それぞれの立場

 パートナーとライブドア堀江社長逮捕の話をしていたらば、「逮捕とかなる前に金融監督庁(…金融庁ですな)とかがライブドアに注意しないの?」と問われました。

 金融庁や証券取引等監視委員会は今回の不正を知っていても多分糾弾しなかったろう。神楽はそう言いました。だって、彼らにとっての優先順位は「証券市場・金融市場の安定>>違法行為の摘発」だから。下手に突っ突くには、証券市場におけるライブドアのガタイは少々大きすぎる。

 仮に今回の強制捜査が政治側からの圧力によるものであったとして、その圧力が金融庁・証券取引等監視委員会と地検特捜部の両方にかかっていたらとしても、まず「動こう!」と決断したのは特捜部だったろうと神楽は考えます。彼らにとっての優先順位は「違法行為の摘発>>証券市場・金融市場の安定」だから。

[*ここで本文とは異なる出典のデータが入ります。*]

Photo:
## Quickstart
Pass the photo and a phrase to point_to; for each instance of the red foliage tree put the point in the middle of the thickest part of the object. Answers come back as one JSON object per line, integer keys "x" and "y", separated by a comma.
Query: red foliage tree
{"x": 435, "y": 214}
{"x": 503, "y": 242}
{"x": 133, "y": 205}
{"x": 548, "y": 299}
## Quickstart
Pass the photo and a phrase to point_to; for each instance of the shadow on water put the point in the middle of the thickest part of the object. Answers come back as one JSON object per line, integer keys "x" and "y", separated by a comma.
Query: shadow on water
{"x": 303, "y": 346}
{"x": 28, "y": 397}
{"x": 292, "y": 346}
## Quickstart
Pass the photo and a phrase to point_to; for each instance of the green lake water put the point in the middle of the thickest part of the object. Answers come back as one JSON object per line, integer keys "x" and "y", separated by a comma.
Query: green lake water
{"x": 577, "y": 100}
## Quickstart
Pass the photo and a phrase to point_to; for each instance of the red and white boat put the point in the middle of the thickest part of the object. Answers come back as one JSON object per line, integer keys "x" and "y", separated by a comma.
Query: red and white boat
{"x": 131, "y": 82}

 要はそれぞれに立場があるということです。それは責める類のものじゃない。一連のライブドアショックについてのメディアの狂騒ぶり、政治屋どもの鮮やかな手のひら返しも含めてそう思います。

 ですが、彼らと彼らに振り回される層の軽薄さに一抹の物悲しさを感じるのもまた事実です。斜に構えて彼らを蔑視するのは簡単ですが…やはり少し寂しい。同じ時代に生きている者として。